Monday, May 18, 2020

Facebook to Buy Giphy

Axios (via Hacker News):

Facebook has agreed to buy Giphy, the popular platform of sharable animated images, Axios has learned from multiple sources. The total deal value is around $400 million.

[…]

Giphy is a massive video library, with hundreds of millions of daily users that share billions of GIFs, that generates revenue via branded content.

Vishal Shah:

GIPHY, a leader in visual expression and creation, is joining the Facebook company today as part of the Instagram team.

[…]

50% of GIPHY’s traffic comes from the Facebook family of apps, half of that from Instagram alone. By bringing Instagram and GIPHY together, we can make it easier for people to find the perfect GIFs and stickers in Stories and Direct.

John Gruber:

Of course Giphy is going to retain its own brand. If they renamed it to “Facebook Tracking Pixels”, usage might drop off.

Owen Williams (via Will Oremus):

GIF search engines like Giphy have become a core part of how we collectively discover and share animated images. Giphy’s tools can be found embedded in apps from Slack to Signal, allowing users to instantly find the right GIF to reflect the moment. All told, Giphy has some 300 million active users every day across those platforms.

[…]

What might not be obvious, however, is that each search and GIF you send with Giphy is also a “beacon” that allows the company to track how and where the image is being shared, as well as the sentiment the image expresses. Giphy wraps each of its animated GIFs in a special format that helps the image load faster, and also embeds a tiny piece of Javascript that lets the company know where the image is being loaded, as well as a tracking identifier that helps follow your browsing across the web.

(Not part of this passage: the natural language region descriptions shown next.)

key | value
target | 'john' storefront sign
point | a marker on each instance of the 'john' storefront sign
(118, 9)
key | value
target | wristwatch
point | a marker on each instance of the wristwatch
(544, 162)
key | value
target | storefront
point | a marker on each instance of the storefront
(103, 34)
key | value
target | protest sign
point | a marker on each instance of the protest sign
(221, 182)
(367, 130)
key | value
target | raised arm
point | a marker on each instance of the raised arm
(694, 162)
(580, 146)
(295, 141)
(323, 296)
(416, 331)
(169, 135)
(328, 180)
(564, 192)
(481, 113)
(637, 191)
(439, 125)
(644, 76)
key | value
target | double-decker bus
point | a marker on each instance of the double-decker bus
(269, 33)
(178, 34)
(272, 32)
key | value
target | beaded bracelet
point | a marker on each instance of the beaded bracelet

When embedded into third-party apps, Giphy can track each keystroke that’s searched using Giphy tools. Developers who install Giphy tools into their apps are required to give the service access to the device’s tracking ID.

Moxie Marlinspike:

Now that Giphy has been acquired by FB, many have reached out to ask whether we should be concerned about Giphy search in Signal.

Signal already uses a privacy preserving approach to prevent gif search providers from receiving user data[…]

John Gruber:

I believe this is basically how Apple’s Giphy search in Messages on iOS (through the built-in “#images” app) works.

Slack VP Brian Elliott (quoted by John Gruber):

Giphy doesn’t receive any information about users or even companies using the Giphy for Slack integration, and only sees Slack usage of the Giphy API in aggregate.

See also: Nick Heer.

Update (2020-05-19): Matt Haughey:

I was surprised since I participated in their early investing experiment, through Alphaworks, but never got any emails about this. In July of 2014, I invested the minimum, $2,500 in GiPHY. I want to show you investments rarely pan out in this thread[…]

Update (2020-05-22): Josh Constine (tweet):

GIPHY could let it learn about what apps are growing quickly (increased GIPHY searches), what types of content or influencers it might want to add to Watch or its Live streaming deals (what’s searched for), what visual media is most appealing (which GIFs get picked), and possibly tie this interest data to users’ identity (since developers have to send device Tracking IDs to GIPHY).

[…]

But then I got a very different perspective from an animation startup founder and GIF maker who’s been waging a campaign against the startup for years, accusing GIPHY of piracy.

[…]

For years, multiple sources say GIPHY would scrape Tumblr GIFs, rename the files as giphy.gif, and make them available with no attribution. Later it encouraged artists to claim profiles of their GIFs. But it’s still tough for an end user to find out who made the GIF they just tweeted.

2 Comments RSS · Twitter


How does “Developers who install Giphy tools into their apps are required to give the service access to the device’s tracking ID” mesh with “Signal already uses a privacy preserving approach to prevent gif search providers from receiving user data”. If Signal simply acts as a VPN for the HTTPS TCP stream from the device, then doesn't the API still include the device tracking ID (whatever that might be)?


@Peter I was wondering that, too. My guess is that they have an agreement where they can use the API without the SDK and its requirements.